I was livid, I was screaming the
place down. Peter took Benjamin away to his room and then came back
down to me and all hell broke loose.
He said I was going insane, that
I wasn’t the woman he married, that I was making it all up, that I
was delusional. He couldn’t see that Benjamin was lying to him.
That his perfect little son wasn’t so perfect. How would he know
anything about him; he wasn’t even there half the time.
But they’d played it so
beautifully – I could prove nothing. Everything I was saying could
be disputed. My word against Benjamin’s; against the perfect little
angel who did nothing wrong when Peter was there. Not a damn
thing.
We argued for hours. Peter said
I was the one who needed help, not Benjamin. And what’s more, I if
didn’t get it, he was taking Benjamin away from me. He was going to
take away my son because I couldn’t be trusted with him any
more.
I exploded; he said that there
was nothing I could do about it. I said I’d call the police, he
said he would tell them everything, about all the lies and
delusions and about how unstable I was. I had a choice, either I
could seek help voluntarily or he would report me to social
services.
He was going to call his parents
and take Benjamin there while I made up my mind. I was a wreck,
bawling with tears, prostrate on the floor. How could he do that to
me? My own husband, my own husband!
That bastard. He made me doubt
myself again. Could I be imagining it all? Could I be making it all
up? Was I really ill? Was it really all my fault? I just didn’t
know any more. I just didn’t know.
All I know was that I didn’t
want to be alone. That I didn’t want to be without my family. They
were my life – I didn’t have anything else. Without them I had
nothing. I was nothing.
Peter couldn’t get hold of his
parents; that bought me some time. He could hear me crying my eyes
out and I think finally he began to feel guilt, and shame, and
horror. He came back into the kitchen and sat down with me and he
tried to say sorry. Said that this was his fault, he should’ve
known earlier that I was breaking down. He shouldn’t have left me
alone. He had plenty of warning signs and he was too stupid not to
have acted on them sooner.
He didn’t know what he was
talking about, but I was so near suicidal that I would’ve taken
anything.
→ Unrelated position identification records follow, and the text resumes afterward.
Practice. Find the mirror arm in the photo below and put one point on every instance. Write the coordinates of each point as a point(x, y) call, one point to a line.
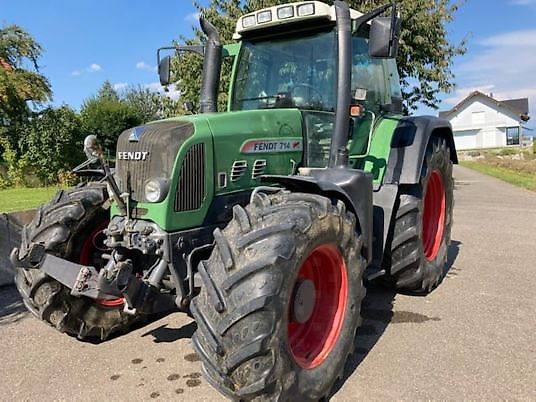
point(199, 49)
point(371, 15)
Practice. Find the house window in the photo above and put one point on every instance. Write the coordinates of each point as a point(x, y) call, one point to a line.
point(512, 136)
point(478, 118)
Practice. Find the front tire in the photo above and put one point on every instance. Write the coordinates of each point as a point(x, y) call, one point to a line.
point(420, 238)
point(70, 227)
point(261, 335)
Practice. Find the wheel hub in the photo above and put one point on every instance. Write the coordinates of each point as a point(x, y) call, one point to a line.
point(317, 306)
point(304, 300)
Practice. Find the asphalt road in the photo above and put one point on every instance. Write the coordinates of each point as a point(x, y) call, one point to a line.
point(472, 338)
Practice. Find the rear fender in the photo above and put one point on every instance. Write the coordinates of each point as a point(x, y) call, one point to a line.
point(353, 187)
point(408, 147)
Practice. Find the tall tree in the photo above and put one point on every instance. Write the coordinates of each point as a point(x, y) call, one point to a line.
point(106, 115)
point(424, 61)
point(20, 80)
point(150, 105)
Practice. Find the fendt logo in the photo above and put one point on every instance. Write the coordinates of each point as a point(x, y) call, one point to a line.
point(132, 156)
point(271, 146)
point(136, 133)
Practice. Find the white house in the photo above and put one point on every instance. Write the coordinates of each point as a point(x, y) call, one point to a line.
point(479, 121)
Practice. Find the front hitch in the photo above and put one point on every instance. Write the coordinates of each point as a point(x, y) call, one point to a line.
point(106, 284)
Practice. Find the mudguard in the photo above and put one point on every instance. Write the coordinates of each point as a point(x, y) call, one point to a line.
point(353, 187)
point(408, 147)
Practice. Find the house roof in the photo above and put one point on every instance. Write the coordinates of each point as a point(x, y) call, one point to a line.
point(5, 65)
point(519, 107)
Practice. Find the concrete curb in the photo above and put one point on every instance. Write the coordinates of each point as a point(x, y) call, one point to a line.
point(10, 227)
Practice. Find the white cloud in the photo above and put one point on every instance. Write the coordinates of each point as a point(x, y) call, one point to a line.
point(193, 17)
point(522, 2)
point(172, 91)
point(120, 85)
point(506, 66)
point(141, 65)
point(92, 68)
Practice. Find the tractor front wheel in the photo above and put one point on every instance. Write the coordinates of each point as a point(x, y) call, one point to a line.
point(71, 227)
point(281, 298)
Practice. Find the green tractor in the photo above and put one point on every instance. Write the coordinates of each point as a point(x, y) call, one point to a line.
point(264, 220)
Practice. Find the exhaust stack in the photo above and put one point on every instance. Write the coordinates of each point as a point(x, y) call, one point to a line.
point(208, 100)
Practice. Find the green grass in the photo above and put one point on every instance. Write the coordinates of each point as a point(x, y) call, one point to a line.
point(19, 199)
point(520, 179)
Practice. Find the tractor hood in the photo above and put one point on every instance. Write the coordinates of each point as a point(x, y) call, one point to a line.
point(199, 158)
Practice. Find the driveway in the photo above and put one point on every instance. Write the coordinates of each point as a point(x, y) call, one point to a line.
point(472, 338)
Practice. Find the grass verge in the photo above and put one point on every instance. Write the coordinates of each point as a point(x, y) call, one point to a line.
point(19, 199)
point(524, 179)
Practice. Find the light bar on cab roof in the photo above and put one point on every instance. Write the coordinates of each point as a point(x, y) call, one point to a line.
point(286, 14)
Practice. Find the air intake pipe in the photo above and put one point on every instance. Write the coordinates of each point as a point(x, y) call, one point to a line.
point(338, 152)
point(208, 99)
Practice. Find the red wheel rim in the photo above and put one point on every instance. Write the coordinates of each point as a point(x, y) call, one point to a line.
point(311, 342)
point(433, 221)
point(94, 243)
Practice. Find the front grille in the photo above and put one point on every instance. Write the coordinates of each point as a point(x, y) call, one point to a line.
point(160, 142)
point(258, 168)
point(191, 190)
point(238, 170)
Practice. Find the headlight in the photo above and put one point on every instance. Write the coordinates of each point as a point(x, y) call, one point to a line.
point(264, 16)
point(156, 189)
point(285, 12)
point(306, 9)
point(248, 21)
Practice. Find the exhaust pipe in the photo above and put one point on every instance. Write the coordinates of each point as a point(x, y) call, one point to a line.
point(208, 99)
point(338, 154)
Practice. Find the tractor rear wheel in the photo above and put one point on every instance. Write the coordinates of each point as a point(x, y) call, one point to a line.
point(71, 227)
point(281, 298)
point(417, 254)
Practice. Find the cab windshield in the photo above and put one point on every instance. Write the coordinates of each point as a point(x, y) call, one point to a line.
point(297, 72)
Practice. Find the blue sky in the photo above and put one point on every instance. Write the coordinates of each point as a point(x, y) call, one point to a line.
point(89, 41)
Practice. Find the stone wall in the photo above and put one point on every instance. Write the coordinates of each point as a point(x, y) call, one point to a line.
point(10, 228)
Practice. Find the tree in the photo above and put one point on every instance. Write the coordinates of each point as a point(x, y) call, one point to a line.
point(20, 80)
point(107, 116)
point(424, 61)
point(150, 105)
point(53, 143)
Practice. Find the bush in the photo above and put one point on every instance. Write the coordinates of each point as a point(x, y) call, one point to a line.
point(107, 118)
point(53, 143)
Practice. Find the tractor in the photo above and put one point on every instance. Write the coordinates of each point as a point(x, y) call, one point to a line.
point(262, 221)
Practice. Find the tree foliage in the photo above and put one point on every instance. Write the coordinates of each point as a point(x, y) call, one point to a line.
point(424, 61)
point(20, 79)
point(107, 116)
point(53, 143)
point(150, 105)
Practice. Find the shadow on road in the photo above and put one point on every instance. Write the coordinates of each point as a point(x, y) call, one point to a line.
point(11, 306)
point(163, 334)
point(377, 312)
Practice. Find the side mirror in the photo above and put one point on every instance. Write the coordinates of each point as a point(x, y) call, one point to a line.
point(164, 67)
point(384, 37)
point(92, 149)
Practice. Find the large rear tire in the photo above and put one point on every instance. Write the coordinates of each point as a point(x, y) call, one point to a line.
point(70, 227)
point(417, 253)
point(281, 298)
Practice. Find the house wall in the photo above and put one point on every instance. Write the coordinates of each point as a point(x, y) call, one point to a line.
point(481, 124)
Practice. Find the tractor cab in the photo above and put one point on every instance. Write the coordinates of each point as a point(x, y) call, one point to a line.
point(288, 59)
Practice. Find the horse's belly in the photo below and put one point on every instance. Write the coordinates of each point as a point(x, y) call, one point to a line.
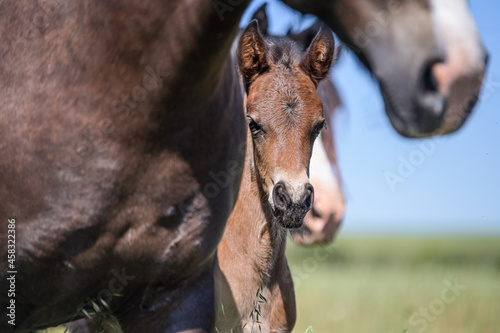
point(158, 226)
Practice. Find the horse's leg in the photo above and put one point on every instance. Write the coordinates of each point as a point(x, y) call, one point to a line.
point(188, 309)
point(84, 325)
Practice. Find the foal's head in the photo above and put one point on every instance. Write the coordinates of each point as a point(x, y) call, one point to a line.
point(284, 115)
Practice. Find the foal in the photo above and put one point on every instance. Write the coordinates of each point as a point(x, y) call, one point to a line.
point(254, 288)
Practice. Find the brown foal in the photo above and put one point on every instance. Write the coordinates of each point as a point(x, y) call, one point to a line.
point(254, 288)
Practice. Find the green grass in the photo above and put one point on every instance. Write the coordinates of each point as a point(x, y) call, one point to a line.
point(375, 285)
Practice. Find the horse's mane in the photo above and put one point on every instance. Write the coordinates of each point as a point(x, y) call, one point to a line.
point(283, 51)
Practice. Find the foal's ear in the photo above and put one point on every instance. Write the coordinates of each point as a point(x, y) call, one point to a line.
point(261, 16)
point(319, 56)
point(251, 54)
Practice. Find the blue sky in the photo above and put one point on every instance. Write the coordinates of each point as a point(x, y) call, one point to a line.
point(456, 188)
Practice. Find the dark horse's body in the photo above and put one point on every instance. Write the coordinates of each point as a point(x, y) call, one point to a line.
point(121, 134)
point(120, 129)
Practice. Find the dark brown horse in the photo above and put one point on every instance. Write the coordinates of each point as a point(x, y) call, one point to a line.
point(285, 116)
point(120, 143)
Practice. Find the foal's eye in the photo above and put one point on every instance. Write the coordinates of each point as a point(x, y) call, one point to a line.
point(319, 127)
point(254, 127)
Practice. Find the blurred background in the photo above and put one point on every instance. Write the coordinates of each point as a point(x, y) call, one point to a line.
point(421, 254)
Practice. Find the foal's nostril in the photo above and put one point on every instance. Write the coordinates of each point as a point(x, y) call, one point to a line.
point(486, 57)
point(281, 197)
point(308, 198)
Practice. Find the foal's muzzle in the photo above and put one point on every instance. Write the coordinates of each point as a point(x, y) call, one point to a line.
point(291, 213)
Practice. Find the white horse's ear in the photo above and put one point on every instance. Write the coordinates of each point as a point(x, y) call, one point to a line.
point(319, 56)
point(252, 58)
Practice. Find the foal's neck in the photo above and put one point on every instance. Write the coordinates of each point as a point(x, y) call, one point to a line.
point(253, 222)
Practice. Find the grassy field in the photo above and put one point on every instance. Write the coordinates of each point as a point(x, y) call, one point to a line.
point(398, 285)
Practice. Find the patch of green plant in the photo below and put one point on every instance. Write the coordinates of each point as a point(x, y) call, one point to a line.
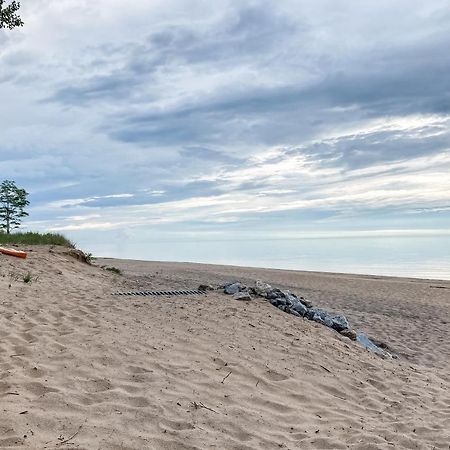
point(89, 257)
point(32, 238)
point(28, 277)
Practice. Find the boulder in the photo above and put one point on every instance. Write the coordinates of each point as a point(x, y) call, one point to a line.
point(320, 316)
point(243, 296)
point(205, 287)
point(349, 333)
point(262, 289)
point(300, 309)
point(340, 323)
point(306, 302)
point(233, 288)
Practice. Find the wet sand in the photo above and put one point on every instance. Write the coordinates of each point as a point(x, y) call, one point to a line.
point(80, 368)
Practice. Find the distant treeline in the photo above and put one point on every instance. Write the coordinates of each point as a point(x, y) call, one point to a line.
point(31, 238)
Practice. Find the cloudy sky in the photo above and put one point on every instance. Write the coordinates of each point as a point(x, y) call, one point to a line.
point(198, 119)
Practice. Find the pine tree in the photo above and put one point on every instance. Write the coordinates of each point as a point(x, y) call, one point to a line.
point(13, 200)
point(8, 15)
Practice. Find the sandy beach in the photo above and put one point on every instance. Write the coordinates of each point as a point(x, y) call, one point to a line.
point(83, 369)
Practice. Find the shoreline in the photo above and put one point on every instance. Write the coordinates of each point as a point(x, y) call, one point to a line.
point(199, 372)
point(310, 272)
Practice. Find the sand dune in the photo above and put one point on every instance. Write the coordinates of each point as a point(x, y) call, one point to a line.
point(80, 368)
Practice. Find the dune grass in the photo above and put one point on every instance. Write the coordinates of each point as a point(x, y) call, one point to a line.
point(31, 238)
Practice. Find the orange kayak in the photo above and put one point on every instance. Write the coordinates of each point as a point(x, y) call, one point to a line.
point(11, 252)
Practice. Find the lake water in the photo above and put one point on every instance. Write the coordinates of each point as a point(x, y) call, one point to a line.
point(421, 257)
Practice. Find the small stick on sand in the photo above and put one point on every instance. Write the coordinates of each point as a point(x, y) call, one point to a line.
point(71, 437)
point(201, 405)
point(229, 373)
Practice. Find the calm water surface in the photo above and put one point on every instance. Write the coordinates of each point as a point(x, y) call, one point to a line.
point(421, 257)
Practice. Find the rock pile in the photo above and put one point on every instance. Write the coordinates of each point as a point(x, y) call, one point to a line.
point(290, 303)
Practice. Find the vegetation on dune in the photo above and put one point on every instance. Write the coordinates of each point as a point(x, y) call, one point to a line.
point(13, 201)
point(8, 15)
point(31, 238)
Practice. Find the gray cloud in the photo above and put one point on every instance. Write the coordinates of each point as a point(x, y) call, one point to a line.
point(262, 111)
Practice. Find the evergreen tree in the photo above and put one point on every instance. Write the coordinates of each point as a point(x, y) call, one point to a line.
point(13, 200)
point(8, 15)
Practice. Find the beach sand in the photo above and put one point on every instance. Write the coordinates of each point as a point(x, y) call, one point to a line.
point(82, 369)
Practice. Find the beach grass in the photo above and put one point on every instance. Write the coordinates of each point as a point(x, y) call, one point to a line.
point(33, 238)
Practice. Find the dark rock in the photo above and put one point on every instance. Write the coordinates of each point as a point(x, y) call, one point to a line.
point(262, 289)
point(300, 309)
point(205, 287)
point(320, 316)
point(349, 333)
point(340, 323)
point(233, 288)
point(307, 303)
point(294, 312)
point(243, 296)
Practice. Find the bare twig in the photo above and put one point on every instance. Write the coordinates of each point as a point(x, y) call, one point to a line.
point(71, 437)
point(229, 373)
point(201, 405)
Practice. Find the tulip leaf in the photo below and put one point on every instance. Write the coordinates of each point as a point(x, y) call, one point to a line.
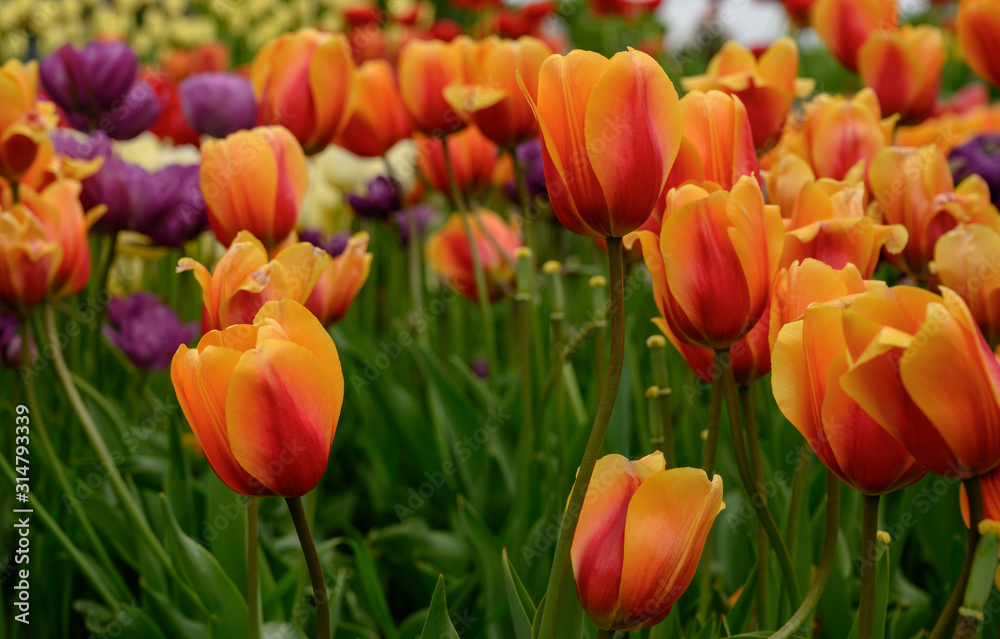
point(522, 608)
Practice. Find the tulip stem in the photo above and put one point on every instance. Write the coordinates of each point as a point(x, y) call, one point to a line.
point(974, 491)
point(753, 488)
point(869, 547)
point(825, 561)
point(312, 563)
point(561, 562)
point(477, 264)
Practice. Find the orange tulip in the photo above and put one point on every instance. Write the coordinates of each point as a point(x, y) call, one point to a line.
point(978, 27)
point(24, 140)
point(845, 25)
point(448, 253)
point(44, 252)
point(473, 160)
point(610, 131)
point(640, 536)
point(828, 223)
point(714, 261)
point(264, 400)
point(255, 181)
point(490, 98)
point(426, 68)
point(922, 370)
point(341, 281)
point(717, 144)
point(809, 361)
point(967, 260)
point(245, 278)
point(378, 119)
point(767, 86)
point(304, 81)
point(914, 187)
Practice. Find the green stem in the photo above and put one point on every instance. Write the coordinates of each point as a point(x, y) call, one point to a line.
point(477, 265)
point(974, 491)
point(825, 562)
point(253, 575)
point(869, 547)
point(753, 489)
point(315, 568)
point(561, 562)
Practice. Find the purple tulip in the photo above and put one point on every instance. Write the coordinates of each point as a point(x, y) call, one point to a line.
point(146, 330)
point(980, 156)
point(381, 201)
point(218, 104)
point(98, 88)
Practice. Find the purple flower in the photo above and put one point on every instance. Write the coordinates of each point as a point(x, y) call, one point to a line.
point(146, 330)
point(218, 104)
point(980, 156)
point(382, 199)
point(98, 88)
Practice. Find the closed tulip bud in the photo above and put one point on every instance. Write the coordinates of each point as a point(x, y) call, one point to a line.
point(264, 400)
point(845, 25)
point(809, 361)
point(490, 97)
point(828, 223)
point(904, 69)
point(610, 131)
point(914, 187)
point(245, 279)
point(717, 144)
point(426, 68)
point(714, 262)
point(255, 181)
point(921, 368)
point(448, 253)
point(341, 281)
point(304, 81)
point(44, 251)
point(641, 532)
point(978, 27)
point(473, 160)
point(378, 119)
point(767, 86)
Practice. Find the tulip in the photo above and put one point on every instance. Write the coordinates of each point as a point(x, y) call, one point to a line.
point(254, 180)
point(264, 400)
point(717, 144)
point(904, 68)
point(448, 253)
point(147, 330)
point(920, 367)
point(245, 279)
point(767, 87)
point(967, 261)
point(610, 131)
point(490, 97)
point(218, 104)
point(978, 26)
point(845, 25)
point(304, 81)
point(426, 68)
point(640, 536)
point(808, 363)
point(378, 119)
point(341, 281)
point(24, 141)
point(914, 187)
point(98, 88)
point(714, 262)
point(44, 252)
point(473, 160)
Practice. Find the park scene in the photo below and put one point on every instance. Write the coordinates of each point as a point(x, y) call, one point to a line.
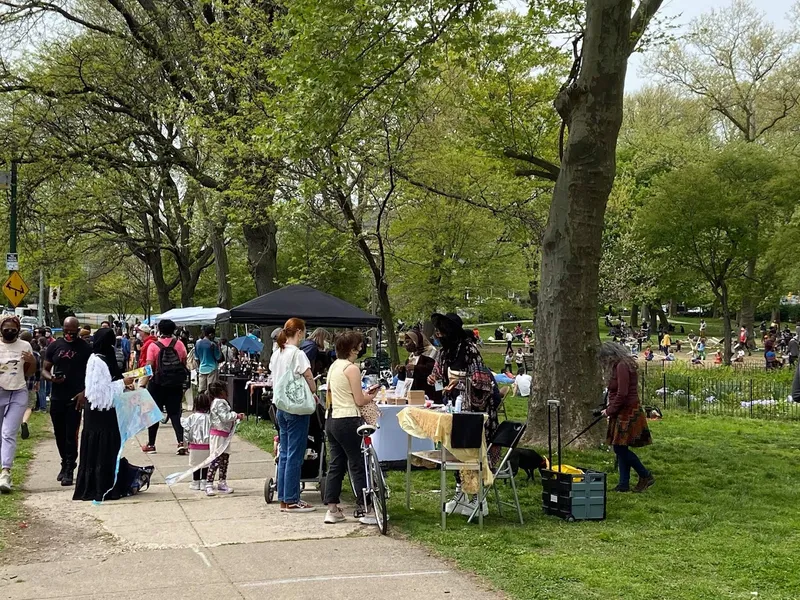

Any small sign of affection, from anyone.
We sat on the floor crying
together for more than half an hour. We were going to get help
together, we were going to get through this. Fucking idiot; he
couldn’t see what was staring him in the face.
After a while he said he was
going to go upstairs and see if Benjamin was alright. I wasn’t
crying any more, I was fatigued and barely able to stand up; I had
been that emotional. I washed my face and tried to look normal in
the vain hope that Benjamin might be convinced that everything was
going to be alright, that I was going to be alright.
Peter came back downstairs. He
said he couldn’t find Benjamin.
We both started shouting. Loud,
at the top of our lungs, we yelled his name. We screamed his name.
We couldn’t find him. He was nowhere to be seen.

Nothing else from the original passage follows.